Si gozosa es la lectura de Las galas del difunto, la de La hija del capitán es puro riesgo. Con Pazos jugándoselo todo en una modernización del texto de Valle-Inclán que cualquier imaginaria durante los últimos coletazos del franquismo, en los años previos a la transición. En esos años de agitación en los que el esperpento, pensamos, tiene que doler más. Como un puñetazo directo a la mandíbula. Y en verdad no puede ser más brutal su arranque, con ese personaje femenino convertido en el objeto sexual del poder militar. Un poder militar, reflejo de aquella sociedad putrefacta, representado en la figura del actor Miquel Insúa, que dibuja con brillantez la babosa seguridad con la que detentaban un derecho y una fuerza. Cualquiera diría que Pazos no se ha guardado nada: pasa sin dificultad de la habanera a la música electrónica, de personajes que uno imaginaría protagonizando un melodrama de Nicholas Ray a otros que están a caballo entre la burguesía del cine de Pier Paolo Pasolini o de la sociedad bruta y fea de las películas de Fellini. Y todo ello sin perder ese aire de celebración; en primer lugar, teatral. Porque en verdad supone un tour de force que la directora gallega solventa con inventiva y oficio. Dejando una parte a la expresión corporal -qué bellos esos instantes de silencio, pura coreografía en movimiento- y otra a la visceralidad con la que lee a Valle-Inclán. Con la que transforma sus palabras hasta actualizarlas, dejando que respiren en un contexto que a todos, por brutal y cercano, nos resulta terriblemente familiar.

Resulta hermoso encontrar una fuerza creadora capaz de exprimir la brillantez de un autor como Valle-Inclán en un montaje tan imaginativo y, al mismo tiempo, tan exigente con el espectador. De esos en los que la risa te lleva al escalofrío, este a la preocupación y, quizá, al espíritu de provocación.

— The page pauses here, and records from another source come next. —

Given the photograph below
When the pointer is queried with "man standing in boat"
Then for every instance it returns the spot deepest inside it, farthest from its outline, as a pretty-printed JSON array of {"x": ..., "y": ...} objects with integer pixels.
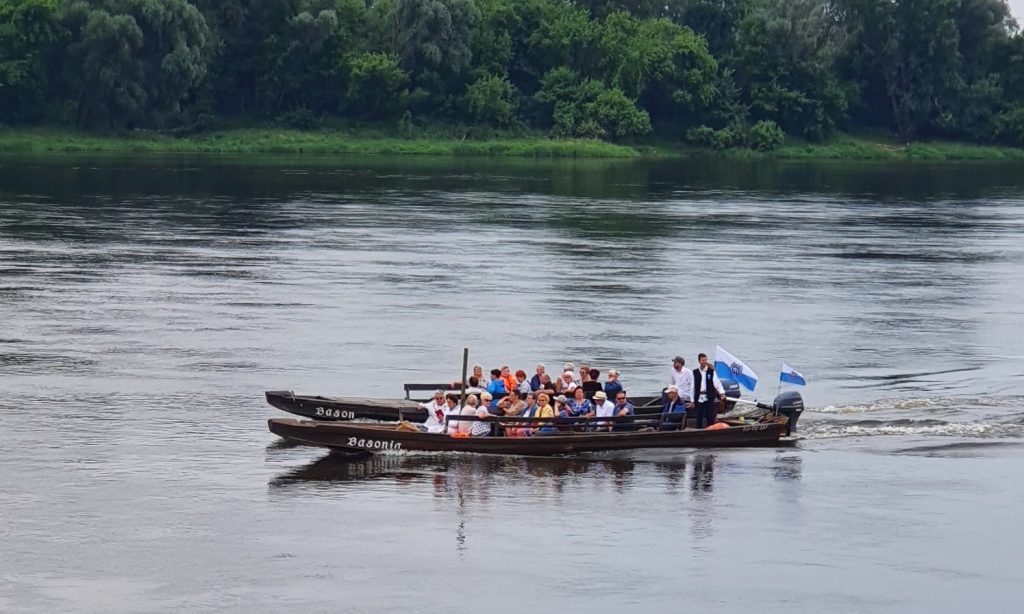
[
  {"x": 673, "y": 410},
  {"x": 708, "y": 391},
  {"x": 682, "y": 379},
  {"x": 437, "y": 409}
]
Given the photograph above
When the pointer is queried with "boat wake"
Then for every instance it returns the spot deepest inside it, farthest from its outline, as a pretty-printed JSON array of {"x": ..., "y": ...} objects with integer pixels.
[{"x": 988, "y": 418}]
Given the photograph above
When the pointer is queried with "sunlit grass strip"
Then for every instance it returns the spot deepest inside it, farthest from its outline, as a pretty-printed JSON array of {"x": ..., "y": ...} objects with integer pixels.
[
  {"x": 848, "y": 147},
  {"x": 290, "y": 141}
]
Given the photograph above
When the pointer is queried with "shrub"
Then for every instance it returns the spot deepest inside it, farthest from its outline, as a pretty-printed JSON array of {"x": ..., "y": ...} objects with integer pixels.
[
  {"x": 299, "y": 119},
  {"x": 765, "y": 136},
  {"x": 491, "y": 99},
  {"x": 1010, "y": 127},
  {"x": 707, "y": 136}
]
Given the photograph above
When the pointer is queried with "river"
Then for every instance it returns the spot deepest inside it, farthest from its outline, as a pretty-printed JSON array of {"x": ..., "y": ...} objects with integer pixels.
[{"x": 147, "y": 303}]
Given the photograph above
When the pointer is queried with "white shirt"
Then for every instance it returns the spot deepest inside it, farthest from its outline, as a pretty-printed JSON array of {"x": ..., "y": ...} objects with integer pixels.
[
  {"x": 604, "y": 409},
  {"x": 683, "y": 380},
  {"x": 433, "y": 409},
  {"x": 464, "y": 426},
  {"x": 480, "y": 429},
  {"x": 715, "y": 382}
]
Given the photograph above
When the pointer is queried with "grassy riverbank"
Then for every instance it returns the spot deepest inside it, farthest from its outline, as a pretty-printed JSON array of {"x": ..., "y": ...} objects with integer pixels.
[
  {"x": 294, "y": 141},
  {"x": 267, "y": 140}
]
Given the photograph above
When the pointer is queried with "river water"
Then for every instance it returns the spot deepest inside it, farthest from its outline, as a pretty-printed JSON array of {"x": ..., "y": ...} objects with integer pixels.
[{"x": 146, "y": 304}]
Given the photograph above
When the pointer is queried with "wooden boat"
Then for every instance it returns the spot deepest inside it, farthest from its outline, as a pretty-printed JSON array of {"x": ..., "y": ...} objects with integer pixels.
[
  {"x": 353, "y": 437},
  {"x": 343, "y": 408}
]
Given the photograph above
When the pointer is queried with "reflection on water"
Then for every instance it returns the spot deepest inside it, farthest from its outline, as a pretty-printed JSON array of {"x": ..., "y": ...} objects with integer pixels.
[{"x": 146, "y": 304}]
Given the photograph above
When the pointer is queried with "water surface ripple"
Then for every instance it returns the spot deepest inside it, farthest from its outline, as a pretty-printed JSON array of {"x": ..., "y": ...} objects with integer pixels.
[{"x": 147, "y": 303}]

Porque Martes de carnaval no solo nos invita a gozar del esperpento, como se gozaba aquel desfile de moda eclesial en la Roma de Fellini, sino a disparar sobre todas esas figuras de autoridad que son carne de sátira: el clero, el ejército, la santa familia corrompida por las intimidades más turbias. Estamentos que Pazos y su elenco de intérpretes, todos ellos sobresalientes, desnudan con gracia y atrevimiento. ¿Se puede pedir algo más? Difícil encontrar una bocanada más fresca que esta que nos hizo llegar el Centro Dramático Galego. Lección magistral de cómo adaptar a un clásico sin, por ello, dejar de actualizarlo a cada escena.